The ship rocked and began to roll slowly along the sandbar. Lavon looked tensely through the mica port. The world flowed painfully past him. The ship canted and began to climb the slope. Behind him, he could feel the electric silence of Shar, Para, and the two alternate pilots, Than and Stravol, as if their gaze were stabbing directly through his body and on out the port. The world looked different, now that he was leaving it. How had he missed all this beauty before?

The slapping of the endless belts and the squeaking and groaning of the gears and axles grew louder as the slope steepened. The ship continued to climb, lurching. Around it, squadrons of men and protos dipped and wheeled, escorting it toward the sky.

Gradually the sky lowered and pressed down toward the top of the ship.

“A little more work from your diatoms, Tanol,” Lavon said. “Boulder ahead.” The ship swung ponderously. “All right, slow them up again. Give us a shove from your side, Tol—no, that’s too much—there, that’s it. Back to normal; you’re still turning us! Tanol, give us one burst to line us up again. Good. All right, steady drive on all sides. It shouldn’t be long now.”

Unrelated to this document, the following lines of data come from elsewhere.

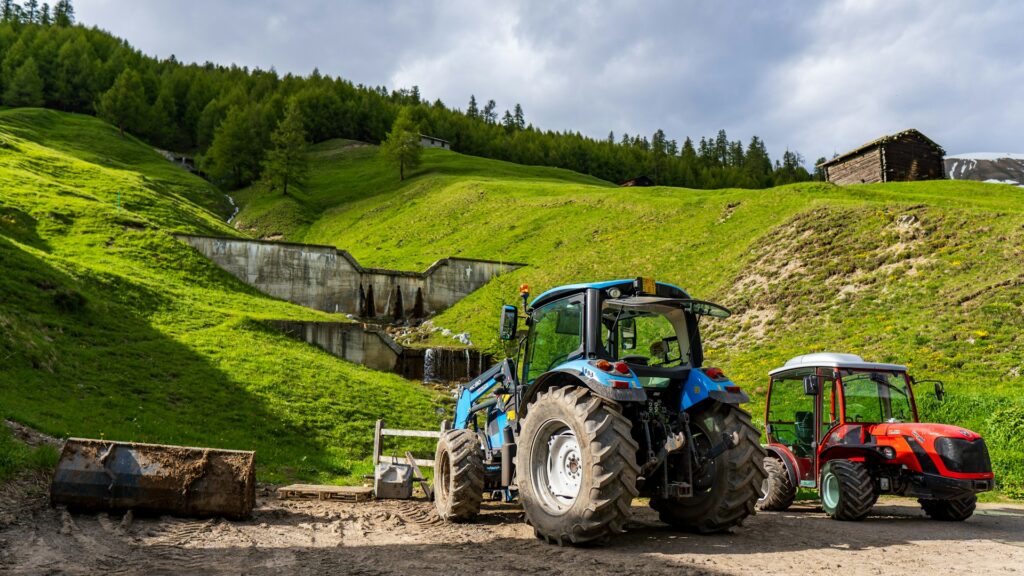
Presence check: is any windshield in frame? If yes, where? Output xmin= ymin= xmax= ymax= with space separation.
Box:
xmin=601 ymin=301 xmax=691 ymax=369
xmin=840 ymin=370 xmax=914 ymax=423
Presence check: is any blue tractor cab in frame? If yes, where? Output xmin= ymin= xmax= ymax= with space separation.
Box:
xmin=433 ymin=278 xmax=766 ymax=545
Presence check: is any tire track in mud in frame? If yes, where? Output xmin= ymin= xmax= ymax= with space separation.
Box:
xmin=3 ymin=479 xmax=1024 ymax=576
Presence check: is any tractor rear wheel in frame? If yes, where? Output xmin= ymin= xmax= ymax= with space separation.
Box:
xmin=919 ymin=494 xmax=976 ymax=521
xmin=517 ymin=386 xmax=639 ymax=545
xmin=433 ymin=429 xmax=484 ymax=522
xmin=757 ymin=456 xmax=796 ymax=511
xmin=819 ymin=459 xmax=875 ymax=521
xmin=651 ymin=403 xmax=766 ymax=533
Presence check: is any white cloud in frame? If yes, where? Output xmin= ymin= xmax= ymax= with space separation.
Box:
xmin=73 ymin=0 xmax=1024 ymax=161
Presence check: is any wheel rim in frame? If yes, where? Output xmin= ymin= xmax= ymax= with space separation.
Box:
xmin=690 ymin=419 xmax=718 ymax=493
xmin=530 ymin=419 xmax=583 ymax=515
xmin=822 ymin=470 xmax=840 ymax=509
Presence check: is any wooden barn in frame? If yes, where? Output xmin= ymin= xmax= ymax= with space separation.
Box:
xmin=620 ymin=175 xmax=655 ymax=187
xmin=819 ymin=129 xmax=946 ymax=185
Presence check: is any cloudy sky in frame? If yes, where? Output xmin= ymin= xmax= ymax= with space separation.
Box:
xmin=75 ymin=0 xmax=1024 ymax=161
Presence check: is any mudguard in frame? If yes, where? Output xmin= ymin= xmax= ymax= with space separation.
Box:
xmin=521 ymin=359 xmax=646 ymax=415
xmin=681 ymin=368 xmax=748 ymax=411
xmin=764 ymin=443 xmax=800 ymax=489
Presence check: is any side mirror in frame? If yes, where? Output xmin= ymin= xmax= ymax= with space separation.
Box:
xmin=620 ymin=318 xmax=637 ymax=350
xmin=802 ymin=375 xmax=820 ymax=396
xmin=913 ymin=378 xmax=946 ymax=402
xmin=499 ymin=305 xmax=518 ymax=341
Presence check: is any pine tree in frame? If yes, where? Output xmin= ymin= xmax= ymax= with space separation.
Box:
xmin=4 ymin=57 xmax=45 ymax=107
xmin=813 ymin=157 xmax=828 ymax=181
xmin=466 ymin=95 xmax=478 ymax=119
xmin=97 ymin=68 xmax=146 ymax=136
xmin=56 ymin=35 xmax=99 ymax=111
xmin=261 ymin=102 xmax=308 ymax=195
xmin=482 ymin=99 xmax=496 ymax=123
xmin=513 ymin=103 xmax=525 ymax=130
xmin=379 ymin=107 xmax=422 ymax=181
xmin=203 ymin=104 xmax=264 ymax=187
xmin=0 ymin=0 xmax=15 ymax=22
xmin=53 ymin=0 xmax=73 ymax=26
xmin=39 ymin=2 xmax=50 ymax=25
xmin=24 ymin=0 xmax=38 ymax=22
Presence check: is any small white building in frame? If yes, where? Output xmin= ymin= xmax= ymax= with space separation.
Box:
xmin=419 ymin=134 xmax=450 ymax=150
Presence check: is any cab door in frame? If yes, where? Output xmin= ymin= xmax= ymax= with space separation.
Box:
xmin=765 ymin=370 xmax=817 ymax=486
xmin=814 ymin=368 xmax=841 ymax=485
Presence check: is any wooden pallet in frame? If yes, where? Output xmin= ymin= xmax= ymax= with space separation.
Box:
xmin=277 ymin=484 xmax=374 ymax=502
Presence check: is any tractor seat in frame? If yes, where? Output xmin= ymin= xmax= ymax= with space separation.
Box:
xmin=793 ymin=411 xmax=815 ymax=458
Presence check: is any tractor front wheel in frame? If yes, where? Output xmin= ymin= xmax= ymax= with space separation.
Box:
xmin=757 ymin=456 xmax=796 ymax=511
xmin=919 ymin=494 xmax=976 ymax=521
xmin=517 ymin=386 xmax=639 ymax=545
xmin=819 ymin=459 xmax=875 ymax=521
xmin=434 ymin=429 xmax=484 ymax=522
xmin=651 ymin=403 xmax=766 ymax=533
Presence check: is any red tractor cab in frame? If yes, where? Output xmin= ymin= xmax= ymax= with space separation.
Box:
xmin=757 ymin=353 xmax=993 ymax=521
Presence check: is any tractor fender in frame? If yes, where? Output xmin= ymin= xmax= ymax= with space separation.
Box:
xmin=764 ymin=444 xmax=800 ymax=489
xmin=520 ymin=369 xmax=646 ymax=418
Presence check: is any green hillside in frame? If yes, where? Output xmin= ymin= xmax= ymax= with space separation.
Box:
xmin=238 ymin=139 xmax=1024 ymax=497
xmin=0 ymin=109 xmax=443 ymax=484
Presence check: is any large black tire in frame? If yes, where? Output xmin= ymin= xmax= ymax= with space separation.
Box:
xmin=651 ymin=403 xmax=766 ymax=533
xmin=819 ymin=459 xmax=875 ymax=521
xmin=757 ymin=456 xmax=796 ymax=511
xmin=919 ymin=494 xmax=976 ymax=521
xmin=433 ymin=429 xmax=484 ymax=522
xmin=517 ymin=386 xmax=639 ymax=545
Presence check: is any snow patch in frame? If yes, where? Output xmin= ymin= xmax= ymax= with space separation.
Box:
xmin=946 ymin=152 xmax=1024 ymax=161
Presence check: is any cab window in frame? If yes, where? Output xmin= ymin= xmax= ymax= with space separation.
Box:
xmin=767 ymin=372 xmax=815 ymax=459
xmin=525 ymin=297 xmax=583 ymax=384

“How can you think in webs like that?” the Para wondered behind him.

“I just do, that’s all. It’s the way men think. Overseers, a little more thrust now; the grade’s getting steeper.”

The gears groaned. The ship nosed up. The sky brightened in Lavon’s face. Despite himself, he began to be frightened. His lungs seemed to burn, and in his mind he felt his long fall through nothingness toward the chill slap of the water as if he were experiencing it for the first time. His skin itched and burned. Could he go up there again? Up there into the burning void, the great gasping agony where no life should go?

The sandbar began to level out and the going became a little easier. Up here, the sky was so close that the lumbering motion of the huge ship disturbed it. Shadows of wavelets ran across the sand. Silently, the thick-barreled bands of blue-green algae drank in the light and converted it to oxygen, writhing in their slow mindless dance just under the long mica skylight which ran along the spine of the ship. In the hold, beneath the latticed corridor and cabin floors, whirring Vortae kept the ship’s water in motion, fueling themselves upon drifting organic particles.